The international community can do much to help, and not just through their militaries. The private sector provides the opportunity to expand Operation Sophia and assist coordinating the efforts of the NGOs on the water.

An opportunity is to contribute technology for surveillance and gathering intelligence on who is operating where. The international community can provide technology as well as the training and mentoring of the local police to help with addressing criminality.

Technology will contribute to much more than just the interdiction and interception of the immigrants on their route to Europe. Building the picture of where those unfortunates that do not make it to the coast – who  are sold into slavery through developed markets – will assist the reduction of crime and human rights abuses further.

International bodies can create a coalition of willing local groups – police, military, coastguards and more. Coordination is needed between the many participants seeking to solve this problem, and the international community is best placed for this, whether private or public sector.

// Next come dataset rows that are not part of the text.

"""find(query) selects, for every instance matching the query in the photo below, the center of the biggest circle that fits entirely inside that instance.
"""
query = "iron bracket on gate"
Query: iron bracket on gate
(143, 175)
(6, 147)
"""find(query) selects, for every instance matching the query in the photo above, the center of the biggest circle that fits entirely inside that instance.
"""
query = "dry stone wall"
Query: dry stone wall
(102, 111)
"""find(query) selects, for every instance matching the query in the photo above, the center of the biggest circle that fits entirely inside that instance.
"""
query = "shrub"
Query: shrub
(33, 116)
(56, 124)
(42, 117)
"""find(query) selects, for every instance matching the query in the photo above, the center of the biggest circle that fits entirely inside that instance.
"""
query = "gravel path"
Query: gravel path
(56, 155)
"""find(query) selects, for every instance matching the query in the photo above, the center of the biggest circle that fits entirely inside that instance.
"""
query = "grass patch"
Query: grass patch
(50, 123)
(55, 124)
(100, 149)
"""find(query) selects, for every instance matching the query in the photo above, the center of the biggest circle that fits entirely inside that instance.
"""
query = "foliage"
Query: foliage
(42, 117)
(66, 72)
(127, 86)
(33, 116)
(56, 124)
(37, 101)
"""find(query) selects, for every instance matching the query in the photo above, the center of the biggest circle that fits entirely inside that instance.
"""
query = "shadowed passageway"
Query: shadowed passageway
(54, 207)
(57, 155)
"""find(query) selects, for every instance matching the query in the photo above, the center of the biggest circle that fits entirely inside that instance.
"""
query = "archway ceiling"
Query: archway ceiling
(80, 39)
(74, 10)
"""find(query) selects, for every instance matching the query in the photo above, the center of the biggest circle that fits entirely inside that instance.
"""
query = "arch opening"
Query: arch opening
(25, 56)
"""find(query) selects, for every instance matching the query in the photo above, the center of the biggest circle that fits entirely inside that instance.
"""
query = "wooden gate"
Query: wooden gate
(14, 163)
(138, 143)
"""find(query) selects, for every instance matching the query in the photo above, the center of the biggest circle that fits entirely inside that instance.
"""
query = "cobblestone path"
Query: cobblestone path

3. Stamping out criminality and what it fuels


Perhaps the biggest impact would be to tackle the money being made out of people trafficking – just as drug barons have been targeted. Where is the money being held? What is it being used for?

This will need a three-pronged approach. The first is delivery of solutions on the ground, increasing communication with the potential immigrants and dispelling the myths they have devoured about the opportunity Europe presents if they just pay for their passage. This will stop people entering Libya or going any further than the border. They need to be sent home via acceptable humane camps at the border under a recognised process and route. There also needs to be support at the coast, dealing with the criminals who are running the appalling camps, and stopping them sending people onto the water.

Just as Italy struggles to deal with its borders, so Libya needs considerable external help on their borders.  But a robust response could tackle this – with a coalition leading a combined European and Libyan solution, made up of private and public sector, as well as international aid organisations expertise. Increasing support to Italy may come late in the day; but dealing with such large numbers of immigrants would challenge any developed nation.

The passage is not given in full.